In “Point of Departure: New Haven 1822,” the entire city is buzzing because a group of Protestant missionaries from New England is in town, preparing for a long journey to the Sandwich Islands (known now as Hawaii).
“It was an important event at the time, because religion was important,” said archivist Sandra Markham, curator of the exhibit. “When an effort like this took place, the churches were involved and they were asking for community support, so the people were involved. Obviously, the school [Yale University] had a buy-in because they were training people to be missionaries. The merchants had a buy-in because they were all members of the churches. So, it would have been a community effort.”

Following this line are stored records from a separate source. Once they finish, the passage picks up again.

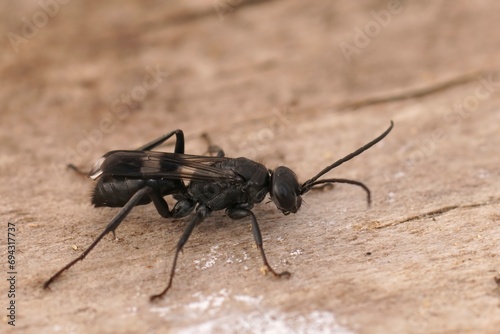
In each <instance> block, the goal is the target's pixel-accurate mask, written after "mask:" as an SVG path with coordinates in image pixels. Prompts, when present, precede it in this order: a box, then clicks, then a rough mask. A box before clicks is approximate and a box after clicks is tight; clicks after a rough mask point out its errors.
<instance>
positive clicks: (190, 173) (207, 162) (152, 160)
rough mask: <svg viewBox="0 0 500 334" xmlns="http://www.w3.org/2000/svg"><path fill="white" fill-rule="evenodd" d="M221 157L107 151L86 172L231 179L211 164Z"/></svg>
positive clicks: (94, 175)
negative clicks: (88, 170)
mask: <svg viewBox="0 0 500 334" xmlns="http://www.w3.org/2000/svg"><path fill="white" fill-rule="evenodd" d="M227 160H229V159H228V158H222V157H210V156H200V155H189V154H178V153H168V152H154V151H125V150H121V151H111V152H108V153H106V154H105V155H104V156H103V157H102V158H101V159H99V160H98V161H97V162H96V163H95V165H94V167H93V168H92V169H91V170H90V172H89V177H90V178H92V179H94V180H95V179H97V178H98V177H99V176H101V175H113V176H124V177H131V178H148V179H155V178H166V179H187V180H231V179H234V178H236V173H234V172H233V171H232V170H230V169H221V168H218V167H215V166H214V164H215V163H217V162H223V161H227Z"/></svg>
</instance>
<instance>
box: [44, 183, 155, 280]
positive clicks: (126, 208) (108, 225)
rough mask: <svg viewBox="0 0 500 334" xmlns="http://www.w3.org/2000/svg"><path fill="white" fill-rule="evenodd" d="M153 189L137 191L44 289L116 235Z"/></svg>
mask: <svg viewBox="0 0 500 334" xmlns="http://www.w3.org/2000/svg"><path fill="white" fill-rule="evenodd" d="M152 190H153V189H152V188H151V187H144V188H142V189H140V190H139V191H137V192H136V193H135V194H134V196H132V198H130V200H129V201H128V202H127V204H125V205H124V206H123V208H122V209H121V210H120V212H118V214H117V215H116V216H114V217H113V219H111V221H110V222H109V224H108V225H107V226H106V228H105V229H104V231H103V232H102V233H101V234H99V236H98V237H97V238H96V239H95V240H94V242H92V244H91V245H90V246H89V247H88V248H87V249H86V250H85V251H84V252H83V253H82V254H81V255H80V256H79V257H77V258H76V259H74V260H73V261H71V262H70V263H68V264H67V265H66V266H64V267H63V268H62V269H61V270H59V271H58V272H57V273H55V274H54V275H53V276H52V277H51V278H49V279H48V280H47V281H46V282H45V283H44V284H43V288H44V289H47V288H48V287H49V285H50V284H51V283H52V282H53V281H54V280H55V279H56V278H58V277H59V276H60V275H61V274H62V273H63V272H65V271H66V270H68V269H69V268H71V267H72V266H73V265H74V264H75V263H77V262H78V261H81V260H83V259H84V258H85V256H87V254H88V253H90V251H91V250H92V249H93V248H94V247H95V246H96V245H97V244H98V243H99V241H101V239H102V238H103V237H104V236H105V235H106V234H108V233H109V232H112V233H115V229H116V228H117V227H118V226H119V225H120V224H121V222H122V221H123V220H124V219H125V217H127V215H128V214H129V213H130V211H131V210H132V208H133V207H134V206H136V205H137V203H138V202H139V201H140V200H141V199H142V198H143V197H144V196H146V195H148V194H149V193H151V191H152Z"/></svg>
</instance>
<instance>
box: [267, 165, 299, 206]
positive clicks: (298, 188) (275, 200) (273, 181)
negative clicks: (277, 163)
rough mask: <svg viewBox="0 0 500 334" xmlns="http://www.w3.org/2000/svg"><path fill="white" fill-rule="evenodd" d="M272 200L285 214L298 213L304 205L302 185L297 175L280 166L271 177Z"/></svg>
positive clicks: (281, 166)
mask: <svg viewBox="0 0 500 334" xmlns="http://www.w3.org/2000/svg"><path fill="white" fill-rule="evenodd" d="M270 194H271V200H272V201H273V202H274V204H275V205H276V207H278V209H280V210H281V211H282V212H283V213H284V214H289V213H290V212H292V213H296V212H297V211H298V210H299V209H300V205H301V204H302V198H301V197H300V185H299V182H298V180H297V176H296V175H295V173H294V172H293V171H292V170H291V169H290V168H288V167H284V166H280V167H278V168H276V169H275V170H274V172H273V173H272V175H271V189H270Z"/></svg>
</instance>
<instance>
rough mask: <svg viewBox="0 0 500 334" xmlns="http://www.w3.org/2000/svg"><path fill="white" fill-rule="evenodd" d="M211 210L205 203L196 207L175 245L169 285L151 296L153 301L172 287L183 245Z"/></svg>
mask: <svg viewBox="0 0 500 334" xmlns="http://www.w3.org/2000/svg"><path fill="white" fill-rule="evenodd" d="M211 212H212V211H211V210H210V209H209V208H207V207H206V206H204V205H202V206H199V207H198V208H197V209H196V213H195V216H194V217H193V219H191V221H190V222H189V223H188V224H187V226H186V228H185V229H184V232H183V233H182V236H181V238H180V239H179V241H178V242H177V246H176V247H175V255H174V262H173V263H172V269H171V270H170V278H169V280H168V285H167V287H166V288H165V289H163V291H162V292H160V293H159V294H157V295H153V296H151V297H150V299H151V301H155V300H157V299H159V298H161V297H163V296H164V295H165V294H166V293H167V291H168V290H169V289H170V287H171V286H172V281H173V279H174V274H175V267H176V265H177V258H178V257H179V253H180V252H181V250H182V247H184V244H185V243H186V242H187V241H188V239H189V236H190V235H191V233H192V232H193V229H194V227H195V226H196V225H198V224H199V223H201V222H202V221H203V220H204V219H205V218H206V217H207V216H208V215H210V213H211Z"/></svg>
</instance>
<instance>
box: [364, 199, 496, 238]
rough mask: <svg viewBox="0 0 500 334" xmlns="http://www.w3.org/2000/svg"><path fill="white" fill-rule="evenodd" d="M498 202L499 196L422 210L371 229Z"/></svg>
mask: <svg viewBox="0 0 500 334" xmlns="http://www.w3.org/2000/svg"><path fill="white" fill-rule="evenodd" d="M498 203H500V198H492V199H489V200H488V201H485V202H480V203H470V204H460V205H450V206H445V207H442V208H439V209H434V210H431V211H428V212H424V213H421V214H418V215H414V216H410V217H408V218H405V219H402V220H397V221H394V222H391V223H388V224H385V225H380V224H375V226H373V229H377V230H378V229H383V228H386V227H392V226H396V225H399V224H404V223H408V222H411V221H415V220H420V219H428V218H435V217H438V216H441V215H443V214H445V213H448V212H450V211H453V210H457V209H473V208H478V207H482V206H488V205H493V204H498Z"/></svg>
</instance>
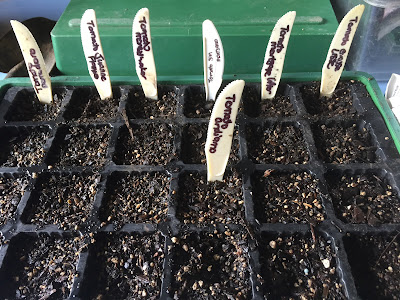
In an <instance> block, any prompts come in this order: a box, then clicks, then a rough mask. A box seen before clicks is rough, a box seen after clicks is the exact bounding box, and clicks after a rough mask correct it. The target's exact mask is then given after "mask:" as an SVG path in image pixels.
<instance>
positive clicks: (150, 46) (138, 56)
mask: <svg viewBox="0 0 400 300" xmlns="http://www.w3.org/2000/svg"><path fill="white" fill-rule="evenodd" d="M132 43H133V55H134V56H135V64H136V73H137V75H138V77H139V80H140V83H141V85H142V88H143V92H144V94H145V95H146V97H147V98H150V99H153V100H157V73H156V65H155V63H154V55H153V44H152V42H151V35H150V18H149V10H148V9H147V8H142V9H140V10H139V11H138V12H137V13H136V16H135V19H134V20H133V25H132Z"/></svg>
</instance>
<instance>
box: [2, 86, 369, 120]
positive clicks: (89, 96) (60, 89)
mask: <svg viewBox="0 0 400 300" xmlns="http://www.w3.org/2000/svg"><path fill="white" fill-rule="evenodd" d="M317 88H318V87H317V86H313V85H311V86H310V85H305V86H303V87H300V88H299V90H298V91H299V92H300V94H301V96H300V99H303V102H302V103H303V104H300V101H299V100H295V99H297V98H296V96H295V92H294V90H293V88H290V87H289V86H285V85H284V86H283V87H281V88H280V89H279V92H278V95H277V96H276V97H275V98H274V99H272V100H264V101H260V92H259V88H258V89H257V88H256V87H255V86H250V87H246V88H245V90H244V92H243V96H242V99H243V104H242V107H241V108H240V110H241V111H242V112H244V113H245V114H246V115H247V116H249V117H290V116H295V115H296V114H301V115H303V114H308V115H311V116H325V117H333V116H337V115H341V116H356V115H357V114H362V113H363V108H362V106H361V104H360V103H359V100H358V98H357V97H354V95H355V94H353V93H352V92H351V89H350V88H349V86H348V85H346V84H341V85H340V86H339V88H338V89H337V90H336V92H335V94H334V96H333V97H332V98H330V99H325V98H322V99H320V98H319V93H318V89H317ZM66 94H67V93H66V92H65V90H63V89H57V88H56V89H55V92H54V95H55V96H54V98H55V100H54V104H53V105H52V106H45V105H42V104H40V103H39V102H38V100H37V99H36V98H35V95H34V93H33V91H32V90H22V91H20V92H18V93H17V94H16V96H15V99H14V100H13V103H12V105H11V106H10V108H9V110H8V111H7V113H6V114H5V116H4V119H5V121H6V122H16V121H18V122H21V121H35V122H36V121H51V120H56V119H57V117H58V116H59V113H60V112H61V114H62V117H63V119H64V120H65V121H77V122H84V123H88V122H89V123H90V122H115V121H116V120H117V119H120V115H119V113H118V110H119V106H120V100H121V99H125V98H126V99H127V101H126V105H125V109H126V114H127V117H128V118H129V119H147V118H168V119H171V118H174V117H175V116H176V115H177V113H178V112H177V103H178V102H179V101H178V97H180V96H182V95H183V101H184V102H183V114H184V116H186V117H188V118H206V117H210V115H211V110H212V107H213V104H214V102H213V101H206V100H205V93H204V88H203V87H201V86H192V87H190V86H189V87H187V88H185V89H183V92H181V90H180V89H179V88H176V87H163V88H161V89H160V90H159V100H157V101H154V100H149V99H146V98H145V97H144V94H143V92H142V90H141V89H140V88H138V87H137V88H134V89H129V91H128V92H127V97H121V95H122V93H121V89H119V88H114V89H113V94H114V99H112V100H108V101H102V100H100V99H99V98H98V95H97V93H96V92H95V91H94V89H93V88H77V89H76V90H74V91H73V92H72V95H71V98H70V100H69V103H67V104H66V107H64V104H65V103H64V102H65V101H64V102H63V99H64V97H65V95H66ZM353 98H354V99H353ZM353 101H354V103H353Z"/></svg>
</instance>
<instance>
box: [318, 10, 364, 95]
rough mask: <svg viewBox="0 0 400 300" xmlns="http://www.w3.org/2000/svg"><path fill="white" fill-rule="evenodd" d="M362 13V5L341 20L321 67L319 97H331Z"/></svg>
mask: <svg viewBox="0 0 400 300" xmlns="http://www.w3.org/2000/svg"><path fill="white" fill-rule="evenodd" d="M363 12H364V5H362V4H360V5H357V6H356V7H353V8H352V9H351V10H350V11H349V12H348V13H347V14H346V15H345V16H344V18H343V19H342V21H341V22H340V24H339V27H338V29H337V30H336V33H335V36H334V37H333V39H332V43H331V46H330V47H329V51H328V55H327V57H326V60H325V63H324V66H323V67H322V78H321V90H320V96H321V97H331V96H332V94H333V92H334V91H335V88H336V85H337V83H338V82H339V79H340V76H341V75H342V72H343V68H344V65H345V63H346V59H347V55H348V54H349V50H350V46H351V43H352V41H353V38H354V34H355V33H356V30H357V26H358V24H359V23H360V19H361V16H362V14H363Z"/></svg>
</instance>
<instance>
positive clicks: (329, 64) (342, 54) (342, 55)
mask: <svg viewBox="0 0 400 300" xmlns="http://www.w3.org/2000/svg"><path fill="white" fill-rule="evenodd" d="M345 53H346V49H332V51H331V56H330V57H329V61H328V64H327V66H326V67H327V68H328V69H330V68H331V67H334V68H335V71H336V72H337V71H339V70H340V68H341V67H342V66H343V55H344V54H345Z"/></svg>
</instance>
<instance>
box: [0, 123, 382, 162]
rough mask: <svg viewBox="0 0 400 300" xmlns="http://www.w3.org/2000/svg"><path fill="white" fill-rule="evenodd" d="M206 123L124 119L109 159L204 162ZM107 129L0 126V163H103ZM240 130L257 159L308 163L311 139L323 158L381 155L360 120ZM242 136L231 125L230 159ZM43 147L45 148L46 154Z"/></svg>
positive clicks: (310, 153) (237, 145)
mask: <svg viewBox="0 0 400 300" xmlns="http://www.w3.org/2000/svg"><path fill="white" fill-rule="evenodd" d="M207 126H208V125H207V124H206V123H191V124H186V125H185V126H184V127H183V129H182V130H180V129H179V132H180V133H179V134H178V133H177V129H176V127H174V126H173V125H171V124H168V123H141V124H131V125H130V127H129V128H128V127H126V126H125V125H123V126H122V127H120V128H119V130H118V136H117V138H116V141H115V142H112V144H113V145H115V146H114V147H112V149H111V150H110V152H112V153H111V159H112V161H113V162H114V163H115V164H117V165H166V164H168V163H170V162H173V161H178V160H181V161H183V163H186V164H205V163H206V158H205V151H204V145H205V141H206V137H207ZM306 126H308V125H306ZM236 128H238V127H236ZM112 129H113V128H112V127H111V126H108V125H106V126H100V125H97V126H90V125H89V126H60V127H59V128H58V130H57V133H56V134H55V138H54V139H52V138H50V137H51V130H50V127H47V126H41V127H31V126H28V127H25V126H19V127H13V126H10V127H1V128H0V150H1V151H0V153H1V154H0V166H2V167H31V166H36V165H41V164H43V163H46V164H47V165H53V166H60V167H66V166H103V165H104V164H105V163H106V162H107V160H108V155H107V152H108V149H109V144H110V140H111V135H112V132H113V130H112ZM244 136H245V140H246V146H247V147H246V148H247V157H248V158H249V159H250V160H252V161H253V162H254V163H256V164H307V163H309V161H310V159H311V155H312V154H311V153H312V152H310V147H312V148H313V147H314V145H312V144H315V147H316V149H317V158H314V159H321V160H322V161H323V162H325V163H338V164H346V163H374V162H379V161H382V157H381V156H380V154H379V152H377V150H378V147H377V143H376V141H375V140H374V138H373V137H372V135H371V134H370V130H368V129H367V126H366V125H364V124H363V122H347V123H346V122H345V123H336V122H334V123H314V124H313V125H312V126H311V133H309V129H307V128H305V126H303V125H302V124H300V123H297V122H284V123H264V124H258V123H251V124H248V125H247V126H246V130H245V133H244ZM49 138H50V139H49ZM313 139H314V141H318V142H313ZM243 140H244V139H242V141H240V139H239V133H238V129H236V131H235V132H234V137H233V144H232V151H231V155H230V160H229V163H230V164H235V163H237V162H238V161H239V160H240V158H241V157H242V158H243V153H240V143H241V142H243ZM178 141H180V143H178ZM177 145H179V146H180V149H178V148H177ZM50 146H51V147H50ZM46 147H50V151H49V154H48V155H47V157H46V159H45V156H46V153H45V149H46ZM242 149H243V148H242Z"/></svg>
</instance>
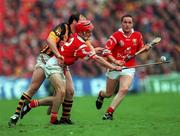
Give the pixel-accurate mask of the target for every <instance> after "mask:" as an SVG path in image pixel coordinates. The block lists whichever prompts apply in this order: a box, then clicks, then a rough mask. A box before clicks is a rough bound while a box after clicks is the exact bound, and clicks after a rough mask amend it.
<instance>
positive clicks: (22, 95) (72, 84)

The missionaries had planned to leave from Boston, but when their vessel was delayed, they became concerned that their window of time to make the arduous six-month journey around Cape Horn into the Pacific Ocean was closing. Instead of waiting in Boston, they opted to depart from the port of New Haven, on the whaling vessel Thames.
In the exhibit, guests see New Haven through the eyes of the visiting missionaries – what they saw in the Elm City and what they may have done during their brief stay. Through newspaper articles of the day as well as lithographs, etchings, books and other materials, the plight of the missionaries and their stay in New Haven are well documented.
Take, for instance, John Warner Barber’s 1822 lithograph, “Departure of the Missionaries,” which depicts the 14 missionaries departing Tomlinson’s Wharf amid a throng of well-wishers. The print on display in the exhibit corroborates firsthand accounts of their send-off.
“When the missionaries left, apparently the entire town processed down to Tomlinson’s Wharf,” Markham said. “On the wharf they sang songs, and they had a religious service.”
The Thames successfully dropped off the missionaries in Hawaii before heading to whaling spots in the South Pacific. The exhibit also follows some of the missionaries in the years after their voyage from New Haven. One missionary actually settled in New Haven in her later years after decades in Hawaii.
“Point of Departure: New Haven 1822” runs through May 6 at the New Haven Museum.